= Ronald Caltabiano =

American arts administrator and composer

Ronald Caltabiano (born December 7, 1959) is an American arts administrator and composer of contemporary classical music, with his music showing elements of modernism and romanticism.

He holds B.M., M.M., and D.M.A. degrees from the Juilliard School, where he studied composition with Elliott Carter and Vincent Persichetti. He also has studied composition with Peter Maxwell Davies and conducting with Harold Farberman and Gennady Rozhdestvensky. His music has been commissioned by the Emerson Quartet, the Chamber Music Society of Lincoln Center, the San Francisco Symphony, the Dallas Symphony Orchestra, and the Cincinnati Symphony Orchestra; additional ensembles that have performed his works include the Arditti Quartet, the BBC Symphony Orchestra, the Hong Kong Sinfonietta, and the Royal Scottish National Orchestra.
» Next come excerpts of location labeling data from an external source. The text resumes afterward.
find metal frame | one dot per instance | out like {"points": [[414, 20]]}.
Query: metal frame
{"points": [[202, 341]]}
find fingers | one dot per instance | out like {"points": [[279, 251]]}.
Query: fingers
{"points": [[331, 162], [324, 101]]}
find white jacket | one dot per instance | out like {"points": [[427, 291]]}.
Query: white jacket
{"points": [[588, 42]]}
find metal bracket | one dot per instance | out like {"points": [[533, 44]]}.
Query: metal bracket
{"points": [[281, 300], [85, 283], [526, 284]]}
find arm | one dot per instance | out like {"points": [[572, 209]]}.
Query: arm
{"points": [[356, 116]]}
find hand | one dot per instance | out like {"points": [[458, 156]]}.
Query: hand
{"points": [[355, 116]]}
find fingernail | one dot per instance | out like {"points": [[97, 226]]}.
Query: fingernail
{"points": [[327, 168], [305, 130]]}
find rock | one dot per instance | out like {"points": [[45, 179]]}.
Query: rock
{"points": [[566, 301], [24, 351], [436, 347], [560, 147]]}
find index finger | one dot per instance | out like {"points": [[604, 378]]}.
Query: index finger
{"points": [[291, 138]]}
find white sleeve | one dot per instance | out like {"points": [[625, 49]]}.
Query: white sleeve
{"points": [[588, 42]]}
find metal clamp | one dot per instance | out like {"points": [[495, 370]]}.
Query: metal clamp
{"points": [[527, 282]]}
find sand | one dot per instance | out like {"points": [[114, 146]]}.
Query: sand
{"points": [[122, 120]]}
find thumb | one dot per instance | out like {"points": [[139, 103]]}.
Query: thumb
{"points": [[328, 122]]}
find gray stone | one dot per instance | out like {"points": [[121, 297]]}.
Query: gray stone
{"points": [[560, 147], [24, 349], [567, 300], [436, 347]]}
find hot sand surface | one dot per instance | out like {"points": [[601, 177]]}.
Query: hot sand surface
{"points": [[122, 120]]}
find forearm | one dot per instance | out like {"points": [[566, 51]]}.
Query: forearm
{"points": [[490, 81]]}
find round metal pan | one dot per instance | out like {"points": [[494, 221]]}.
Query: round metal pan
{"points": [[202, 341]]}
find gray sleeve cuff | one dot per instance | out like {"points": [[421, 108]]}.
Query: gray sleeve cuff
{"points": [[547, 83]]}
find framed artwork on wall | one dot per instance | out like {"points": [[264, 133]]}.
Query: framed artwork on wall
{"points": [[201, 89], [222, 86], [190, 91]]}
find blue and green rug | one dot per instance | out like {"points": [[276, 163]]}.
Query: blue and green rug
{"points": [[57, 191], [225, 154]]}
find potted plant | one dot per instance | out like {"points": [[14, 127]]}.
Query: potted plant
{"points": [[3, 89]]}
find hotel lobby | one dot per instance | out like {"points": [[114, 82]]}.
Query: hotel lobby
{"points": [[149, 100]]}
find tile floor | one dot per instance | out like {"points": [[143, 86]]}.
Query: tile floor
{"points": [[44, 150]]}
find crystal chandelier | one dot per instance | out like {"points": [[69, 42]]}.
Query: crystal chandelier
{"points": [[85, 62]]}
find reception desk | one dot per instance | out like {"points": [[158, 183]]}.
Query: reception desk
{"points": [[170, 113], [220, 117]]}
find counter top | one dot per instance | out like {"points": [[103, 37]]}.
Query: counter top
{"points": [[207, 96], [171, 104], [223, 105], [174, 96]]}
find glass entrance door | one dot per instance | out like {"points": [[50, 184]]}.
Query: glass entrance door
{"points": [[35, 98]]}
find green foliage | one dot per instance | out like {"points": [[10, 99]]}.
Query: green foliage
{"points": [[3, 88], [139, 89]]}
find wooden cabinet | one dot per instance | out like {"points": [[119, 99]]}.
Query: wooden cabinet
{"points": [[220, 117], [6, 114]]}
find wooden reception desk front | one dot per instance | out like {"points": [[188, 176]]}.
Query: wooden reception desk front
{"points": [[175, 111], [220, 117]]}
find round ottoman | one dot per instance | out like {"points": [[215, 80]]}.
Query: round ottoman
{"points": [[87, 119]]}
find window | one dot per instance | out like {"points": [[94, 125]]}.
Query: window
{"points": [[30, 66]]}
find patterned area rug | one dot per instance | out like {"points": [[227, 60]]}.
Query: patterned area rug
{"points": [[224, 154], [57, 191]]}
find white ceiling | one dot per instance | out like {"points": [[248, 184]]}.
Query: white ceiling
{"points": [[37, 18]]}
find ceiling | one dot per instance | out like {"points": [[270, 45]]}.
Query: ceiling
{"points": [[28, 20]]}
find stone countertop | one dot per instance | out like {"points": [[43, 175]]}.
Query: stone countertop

A theatrical work, the chamber opera Marrying the Hangman (1999), is on a text by Margaret Atwood and was written for the Psappha New Music Ensemble.

Caltabiano has received awards from the American Academy of Arts and Letters, the John Simon Guggenheim Memorial Foundation, the Rockefeller Foundation, Broadcast Music, Inc. (BMI), and the American Society of Composers, Authors and Publishers (ASCAP).

Caltabiano worked as an assistant to Aaron Copland during the last five years of that composer's life, and has served on the faculties of the Manhattan School of Music, Peabody Institute (Peabody Conservatory) of the Johns Hopkins University, and San Francisco State University, where he also was Associate Dean of the College of Creative Arts until June 2011.

In January 2011 Ronald Caltabiano was named dean of the Jordan College of Fine Arts at Butler University (Indianapolis, Indiana).

He was Dean of the DePaul University School of Music in Chicago from July 2016 to September 2022.